What’s wrong with Bloomberg?
Bloomberg was created to report financial and economic events to financiers. Yet it seems that it has drawn the wrong conclusions from the crisis and fallen into the interventionist trap. Repeating usual basic statist/interventionist misconceptions isn’t what we expect from such a respectable company. The editorial line of the Financial Times or The Economist seems to be much more balanced in comparison, even if I don’t agree with everything they say.
Last week, Bloomberg reported that:
Four years after President Barack Obama signed the Dodd-Frank Wall Street Reform and Consumer Protection Act into law, polling suggests that most Americans think it hasn’t done enough to protect them from a repeat of the 2008 financial crisis, a disaster from which the global economy has yet to fully recover.

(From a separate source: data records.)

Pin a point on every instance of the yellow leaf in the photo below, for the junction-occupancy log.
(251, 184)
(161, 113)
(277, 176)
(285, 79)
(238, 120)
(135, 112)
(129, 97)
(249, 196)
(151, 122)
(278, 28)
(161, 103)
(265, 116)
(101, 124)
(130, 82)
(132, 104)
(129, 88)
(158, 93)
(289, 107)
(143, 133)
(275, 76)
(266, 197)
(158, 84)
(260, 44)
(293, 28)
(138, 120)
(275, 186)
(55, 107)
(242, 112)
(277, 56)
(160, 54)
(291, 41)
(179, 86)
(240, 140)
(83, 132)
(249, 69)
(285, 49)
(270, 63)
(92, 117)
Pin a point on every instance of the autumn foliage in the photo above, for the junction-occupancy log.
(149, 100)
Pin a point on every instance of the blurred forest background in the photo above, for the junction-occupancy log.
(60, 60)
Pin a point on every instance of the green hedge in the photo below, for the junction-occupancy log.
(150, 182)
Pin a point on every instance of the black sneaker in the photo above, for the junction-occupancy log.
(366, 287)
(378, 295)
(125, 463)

Unfortunately, they’re right.
According to Bloomberg, Dodd-Frank is the ultimate tool that regulators need to make the system ‘safe’:
Dodd-Frank provides regulators with all the powers they need to prevent the financial sector from leaning on taxpayers and putting the economy in danger. All that’s wanting, four years on, is the will to use them.

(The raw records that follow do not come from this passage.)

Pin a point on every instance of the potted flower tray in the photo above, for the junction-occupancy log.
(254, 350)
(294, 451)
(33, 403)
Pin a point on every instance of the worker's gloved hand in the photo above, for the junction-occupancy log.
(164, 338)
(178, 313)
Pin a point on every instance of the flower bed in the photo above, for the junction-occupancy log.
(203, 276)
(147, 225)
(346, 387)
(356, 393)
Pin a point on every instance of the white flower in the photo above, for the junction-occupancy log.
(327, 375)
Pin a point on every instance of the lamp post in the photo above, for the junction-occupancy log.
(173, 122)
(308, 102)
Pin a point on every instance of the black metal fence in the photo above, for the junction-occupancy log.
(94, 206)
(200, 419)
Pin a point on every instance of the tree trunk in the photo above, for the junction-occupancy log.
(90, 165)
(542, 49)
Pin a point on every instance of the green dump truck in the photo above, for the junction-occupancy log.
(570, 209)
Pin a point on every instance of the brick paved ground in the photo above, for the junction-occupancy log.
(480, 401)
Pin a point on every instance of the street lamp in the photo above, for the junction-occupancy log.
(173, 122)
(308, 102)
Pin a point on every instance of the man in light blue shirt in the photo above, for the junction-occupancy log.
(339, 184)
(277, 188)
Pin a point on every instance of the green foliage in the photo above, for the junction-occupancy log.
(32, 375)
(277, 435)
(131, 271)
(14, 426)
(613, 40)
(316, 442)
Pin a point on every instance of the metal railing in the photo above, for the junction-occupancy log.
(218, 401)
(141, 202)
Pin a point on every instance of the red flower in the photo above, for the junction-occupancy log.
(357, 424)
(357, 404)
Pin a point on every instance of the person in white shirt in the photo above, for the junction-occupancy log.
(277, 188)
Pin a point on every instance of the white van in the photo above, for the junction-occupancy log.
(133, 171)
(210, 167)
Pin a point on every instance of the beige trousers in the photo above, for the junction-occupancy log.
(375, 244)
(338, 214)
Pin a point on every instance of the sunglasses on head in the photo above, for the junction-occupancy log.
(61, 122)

This goes against all evidences so far. Dodd-Frank has many issues (too many links to provide… I let you google it). Just don’t tell Bloomberg.
Could Warren Buffett’s Berkshire Hathaway Inc. threaten the stability of the financial system? The U.S.’s top regulators are asking themselves this question as they consider whether Berkshire and other large insurers should come under Federal Reserve oversight.
The answer is yes.
While many of Bloomberg’s contributors publish interesting and intellectually-stimulating articles, and many of its financial facts-reporting articles are useful sources of information, Bloomberg ‘Editors’ have taken a very narrow view of what happened during the crisis based on platitudes, partial understandings and other misconceptions, and keep lamenting about the lack of regulatory pressure/intrusion/control. According to the website, it looks like regulation is the alpha and the omega: if only regulators and politicians were more tightly controlling the financial system, there would be no crisis. Criticisms and challenges (or at least discussions) of regulatory failures and regulatory distortions seem to be pretty much non-existent in editorials. Is this really the type of balanced reporting we expect from such a serious financial publication?